農作業安全コラム

あとみよそわか

R3年3月 大西 明日見

 桃の節句が間近となりました。コロナ禍においても季節は進み、春の訪れを実感するようになります。今シーズンの農作業が既に始まっている方、シーズン関係なく作業をされている方も大勢いらっしゃるかと思いますが、これからシーズンを迎える方も多いのではないでしょうか。

 さて今回は、初めて目にして以来、ずっと印象に残っている呪文をご紹介してみたいと思います。

 「あとみよそわか」
 その昔、国語のテスト問題か何かで、小説家・随筆家の幸田文さんの随筆の一部を読む機会がありました。
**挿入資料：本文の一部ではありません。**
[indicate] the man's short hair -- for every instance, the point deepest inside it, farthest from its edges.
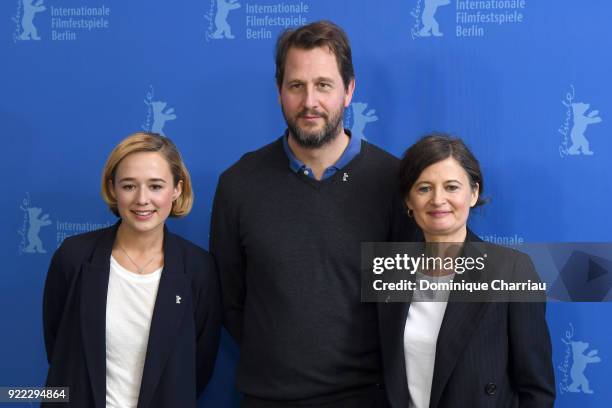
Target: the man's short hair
(318, 34)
彼女は家事全般を父親(幸田露伴)から躾けられましたが、その中の掃除の稽古にまつわるエピソードで登場した言葉です。
 掃除の稽古が終わり、挨拶をして立ち去ろうとすると「あとみよそわか」と声をかけられました。何かと思って振り返ると、ちゃんとやったつもりでも呪文を唱えてもう一度見直すのだ、というものでした。

 この『もう一度見直す』というのが、何にでもあてはまることで、もちろん農作業安全においても大事なことではないかと思うのです。
 わかりやすい例としては、作業場を後にするときがあるでしょう。今ご紹介した掃除と同じで、整理・整頓、掃除がきちんとできているか、し忘れた所がないか、次に使うときのためにもう一度見直したいですね。きれいな現場は事故が少ないと言われています。
 見直し方はいろいろあり、「そういえば今日、機械からいつもとちょっと違う音がしていたかな?」と思い返してみることや、「今、シートベルトをきちんと締めたかな?」というくらいの小さな見直しもあると思います。
 毎回、隅から隅まで念入りに再確認をしましょう、とまでは申しません。チラッと見直すだけでも、気づけることがあります。「あとみよそわか」、何だか耳に残る響きではありませんか?お役立ていただければ幸いです。

 ちなみに、掃除のエピソードは「父・こんなこと」(新潮文庫)という本に収められた一節です。ご興味ある方はどうぞ。